I R Schwab1, J D Pettigrew2

1 University of California Davis, 4860 Y Street, Suite 2400, Sacramento, CA 95817, USA; irschwab@ucdavis.edu
2 Vision, Touch and Hearing Research Centre, School of Biomedical Sciences, The University of Queensland, Brisbane, Australia

The first 150 words of the full text of this article appear below.
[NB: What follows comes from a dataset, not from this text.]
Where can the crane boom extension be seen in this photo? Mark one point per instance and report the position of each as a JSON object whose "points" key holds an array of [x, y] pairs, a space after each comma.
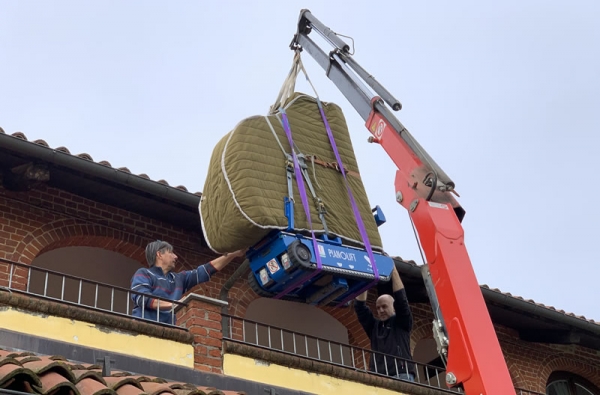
{"points": [[463, 328]]}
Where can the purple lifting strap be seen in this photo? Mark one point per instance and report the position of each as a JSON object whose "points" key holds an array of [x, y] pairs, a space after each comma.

Nutrition is expensive. There is a price to pay to nourish any cell, and this is especially true of the eye. Evolution has had to be creative to nourish portions of the eye so as not to interfere with vision. If the retina is relatively simple and is thinner than about 150 µm, diffusion from the choroid is sufficient. But, if the ecology demands better vision, the retina must thicken to permit more amacrine and horizontal cells to increase retinal processing. To assure inner retinal cells have adequate nutrition and proper cellular metabolism, evolution has found creative and seemingly contradictory mechanisms.

Primates have intraretinal vessels, and must actually look through these vessels and the oxygen carrying pigment of the red blood cells that degrades the image, however slightly. Some animals, though, demand the best possible vision and have shunned any obscurations from vascularisation—birds! Yet, even though birds do not have . . . [Full text of this article]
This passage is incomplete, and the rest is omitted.